Furthermore, “it is really dangerous to use performance pay if a diagnosis is important”, he says. Doctors may carry out unnecessary operations, mechanics may fix sound cars.
Feedback from “customers” must also be trustworthy. In a restaurant or courier company it is, but arrests by Los Angeles Police Department officers fell by 35 per cent when excessive weight was given to complaints by wrongdoers. Officers chose to “drive and wave” rather than tackle criminals.
And a year-end bonus for all, based on the share price of a company with 460,000 employees, offers no motivation, because few individuals can affect the outcome.
The irony is that in many organisations and occupations, the importance of intrinsic motivation has long been understood informally, and used to deliver effective motivation. “Many organisations have long-standing structures that motivate people to do well,” says Prof Prendergast. “People who do a good job end up getting promoted. Such subjective assessments can work well.”
Too often, then, job candidates may be offered money, rather than the assurance that the role will bring fulfilment, or prove a stepping stone to greater things.

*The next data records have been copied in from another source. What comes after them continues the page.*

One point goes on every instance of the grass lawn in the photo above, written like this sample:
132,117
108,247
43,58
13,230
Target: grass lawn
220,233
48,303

Such promises, of course, have to be predicated upon trust – a conviction on the part of the job candidate or employee that the employer’s promises are credible.
High salaries therefore contain risk. They can attract people who lack intrinsic motivation, or override their intrinsic desire to do something else. They can motivate people to achieve the wrong goals. And they can signal that the role is unfulfilling or insecure, or that the organisation is an unpleasant place to work, and cannot be trusted.